Specialist resources are to support local policing teams across Fife in the run up to Bonfire Night after figures showed deliberate fire setting hitting a five-year high last year.
Officers across the country experienced high volumes of calls relating to disorder, damage and violence in the weeks before Halloween and November 5 last year but Police Scotland has pledged to ensure additional specially-trained officers will support the large number of local officers expected to be involved.
Communities in Fife will be a particular focal point after statistics revealed there were 860 instances of deliberate fire setting in 2017/18, up sharply from 761 the previous year and the 719 recorded in 2013/14.
Incidents rose by 45% in the Levenmouth area alone from 2016/17 to 2017/18, up from 143 to 207, so areas such as Leven, Methil and Buckhaven can anticipate more police patrols.
Police Scotland’s assistant chief constable Paul Anderson said: “What we want is to make it clear to our communities that the level of disorder witnessed last year cannot, and will not, be tolerated.

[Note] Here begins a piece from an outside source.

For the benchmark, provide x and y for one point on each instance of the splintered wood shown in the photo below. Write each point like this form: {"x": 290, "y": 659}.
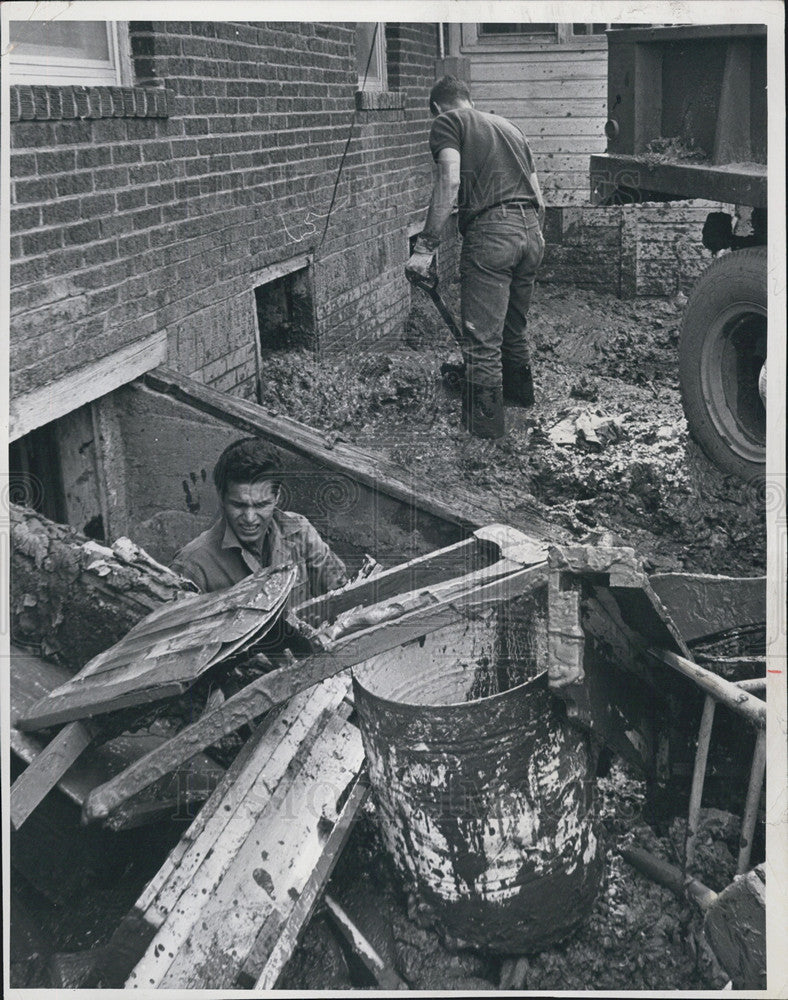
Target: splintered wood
{"x": 31, "y": 679}
{"x": 226, "y": 894}
{"x": 168, "y": 651}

“Members of the public saw their vehicles and other items of property destroyed and emergency service personnel were the victims of attacks that put their safety and wellbeing at serious risk.
“To prevent similar incidents arising this year, a range of specialist police resources have been earmarked to provide additional capabilities to local policing teams throughout the country.
“Each local division is still responsible for the planning and deployment of their officers in their area, but has the reassurance of having specially-trained national assets at their disposal in the event of any serious incidents arising.
“Police Scotland is committed to protecting the public, as well as our own staff, and the benefit of a single force is the ability to call upon specialist resources and officers to support local policing.”
Figures from the Scottish Fire and Rescue Service noted year-on-year increases in both primary and secondary deliberate fire setting in four of Fife’s seven area committee areas.
Levenmouth saw the biggest rise, but call-outs also went up from 101 to 137 in Dunfermline, 85 to 118 in South West Fife and from 50 to 51 in North East Fife.
Incidents fell from 146 to 128 in Cowdenbeath, 138 to 132 in Kirkcaldy and 98 to 87 in Glenrothes.
Primary fires involve property and include buildings, caravans, motor vehicles and plant and machinery, while secondary fires are deemed less serious in that they involve the burning of rubbish, grass and derelict properties.